For the most part, the RSV was well-received, and sold millions of copies. Weigle devoted much of his time to articles, interviews, and other promotion of the RSV. Its main and initial market was Protestants, but a slightly modified Catholic Edition was created by Catholic scholars (RSV-CE) as well as an Orthodox-approved version once the Apocyrpha was translated. The RSV did attract controversy. Weigle had performed an unusual act among Christian translators of the Bible - he had invited Harry Orlinsky, a practicing Jew, to participate in the translation committee, given Orlinsky's deep knowledge of the Biblical Hebrew language, the Jewish scriptures, and ancient Hebrew literature. The RSV translated Isaiah 7:14 as a reference to a "young woman" shall conceive, as the usual translation of the Hebrew word almah. The committee doesn't seem to have realized the choice would be scrutinized more than any other passage, but this translation saw sharp criticism among certain conservatives. They blamed Orlinsky and attacked the RSV as a Jewish, modernist, or even communist translation of the Old Testament. Weigle personally defended Orlinsky and his contributions from criticism. He was later called to testify before Congress in 1960 after an Air Force manual claimed the RSV was created by communist "fellow travelers". He defended himself against charges of communism, describing himself as a "Republican in politics, a Lutheran in theology, and a Congregationalist in affiliation."

==Selected works==
- As author
- Weigle, L. A. (1911). The Pupil and the Teacher. Philadelphia: The United Lutheran Publication House. (New edition, 1929).

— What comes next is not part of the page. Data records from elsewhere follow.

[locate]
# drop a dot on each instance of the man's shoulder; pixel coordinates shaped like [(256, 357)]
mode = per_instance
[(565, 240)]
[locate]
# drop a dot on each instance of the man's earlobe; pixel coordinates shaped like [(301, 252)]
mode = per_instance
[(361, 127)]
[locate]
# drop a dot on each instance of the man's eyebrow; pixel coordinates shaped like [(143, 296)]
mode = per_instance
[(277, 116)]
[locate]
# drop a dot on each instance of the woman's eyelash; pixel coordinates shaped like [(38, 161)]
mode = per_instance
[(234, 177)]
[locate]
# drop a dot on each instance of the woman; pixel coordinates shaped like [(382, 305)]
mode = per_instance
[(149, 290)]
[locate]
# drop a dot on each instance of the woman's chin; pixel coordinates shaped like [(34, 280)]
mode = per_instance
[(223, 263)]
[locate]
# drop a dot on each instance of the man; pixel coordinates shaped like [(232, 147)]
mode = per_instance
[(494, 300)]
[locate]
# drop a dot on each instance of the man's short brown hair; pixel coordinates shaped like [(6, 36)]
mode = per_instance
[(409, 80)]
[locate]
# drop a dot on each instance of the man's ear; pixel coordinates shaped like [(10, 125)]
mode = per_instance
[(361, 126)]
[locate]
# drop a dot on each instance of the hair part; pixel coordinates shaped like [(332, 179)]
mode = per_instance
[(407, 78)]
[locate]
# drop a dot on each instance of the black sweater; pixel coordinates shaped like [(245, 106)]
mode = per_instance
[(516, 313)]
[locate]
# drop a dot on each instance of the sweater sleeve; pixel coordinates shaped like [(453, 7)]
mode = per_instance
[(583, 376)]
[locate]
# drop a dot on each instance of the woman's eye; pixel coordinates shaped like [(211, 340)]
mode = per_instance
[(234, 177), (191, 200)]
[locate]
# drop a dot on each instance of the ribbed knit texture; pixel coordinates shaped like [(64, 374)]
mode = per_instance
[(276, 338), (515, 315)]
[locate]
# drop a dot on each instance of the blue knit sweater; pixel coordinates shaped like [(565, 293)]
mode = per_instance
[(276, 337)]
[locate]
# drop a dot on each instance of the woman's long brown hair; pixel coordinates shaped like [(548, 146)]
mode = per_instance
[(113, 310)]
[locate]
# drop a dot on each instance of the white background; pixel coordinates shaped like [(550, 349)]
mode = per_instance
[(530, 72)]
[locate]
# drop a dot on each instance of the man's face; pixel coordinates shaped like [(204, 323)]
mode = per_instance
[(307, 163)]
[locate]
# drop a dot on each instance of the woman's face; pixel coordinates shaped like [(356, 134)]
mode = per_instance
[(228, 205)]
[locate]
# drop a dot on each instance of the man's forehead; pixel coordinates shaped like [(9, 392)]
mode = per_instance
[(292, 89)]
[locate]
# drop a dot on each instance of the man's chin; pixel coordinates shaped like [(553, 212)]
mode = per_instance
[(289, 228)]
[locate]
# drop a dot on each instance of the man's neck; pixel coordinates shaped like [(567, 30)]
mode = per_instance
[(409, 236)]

- Weigle, L. A., & Hallam, H. (1919). Training the Devotional Life. Boston: Pilgrim Press.
- Weigle, L. A. (1920). Talks to Sunday School Teachers. New York: Doran.

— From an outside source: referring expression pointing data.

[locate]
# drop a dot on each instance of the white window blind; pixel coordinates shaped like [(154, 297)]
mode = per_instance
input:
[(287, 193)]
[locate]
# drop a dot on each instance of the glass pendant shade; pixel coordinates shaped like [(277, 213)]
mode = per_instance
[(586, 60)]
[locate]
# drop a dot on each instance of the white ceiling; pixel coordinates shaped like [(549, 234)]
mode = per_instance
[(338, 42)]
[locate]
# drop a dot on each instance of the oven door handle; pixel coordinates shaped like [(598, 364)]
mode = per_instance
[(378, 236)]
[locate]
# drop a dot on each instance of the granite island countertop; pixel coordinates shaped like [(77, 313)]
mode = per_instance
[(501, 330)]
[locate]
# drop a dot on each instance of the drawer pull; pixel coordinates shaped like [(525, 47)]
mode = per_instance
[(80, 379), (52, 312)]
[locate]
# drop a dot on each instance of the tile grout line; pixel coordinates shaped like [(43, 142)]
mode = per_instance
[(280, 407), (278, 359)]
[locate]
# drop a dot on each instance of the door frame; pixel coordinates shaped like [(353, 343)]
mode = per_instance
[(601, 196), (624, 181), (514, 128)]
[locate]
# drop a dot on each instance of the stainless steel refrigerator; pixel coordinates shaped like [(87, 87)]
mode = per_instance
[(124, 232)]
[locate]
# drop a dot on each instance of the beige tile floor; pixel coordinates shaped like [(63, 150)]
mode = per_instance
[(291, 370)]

- Weigle, L. A. (1920). The Training of Children in the Christian Family. Boston, Chicago: The Pilgrim Press.
- Weigle, L. A. (1928). American Idealism (Vol. X). The Pageant of America. New Haven, Yale University Press.
- Weigle, L. A. (1937). We are able. New York: Harper & Brothers.
- Weigle, L. A. (1939). Jesus and the Educational Method. New York, Cincinnati: The Abingdon Press.
- Weigle, L. A. (1949). The English New Testament from Tyndale to the Revised Standard Version. New York: Abingdon-Cokesbury Press.
- Weigle, L. A. (1956). The Living Word: Some Bible words explained. New York: Thomas Nelson & Sons.
- Weigle, L. A., & Bridges, R. (1960). The Bible Word Book: Concerning obsolete or archaic words in the King James version of the Bible. New York: Thomas Nelson & Sons.

- As editor
- Bushnell, Horace. (1916). Christian Nurture. New York: Charles Scribner's Sons. (Reprinted in 1947)
- The New Testament Octapla: Eight English versions of the New Testament in the Tyndale-King James tradition (1962). New York: Thomas Nelson & Sons.
- The Genesis Octapla: Eight English versions of the Bible in the Tyndale-King James tradition (1965). New York: Thomas Nelson & Sons.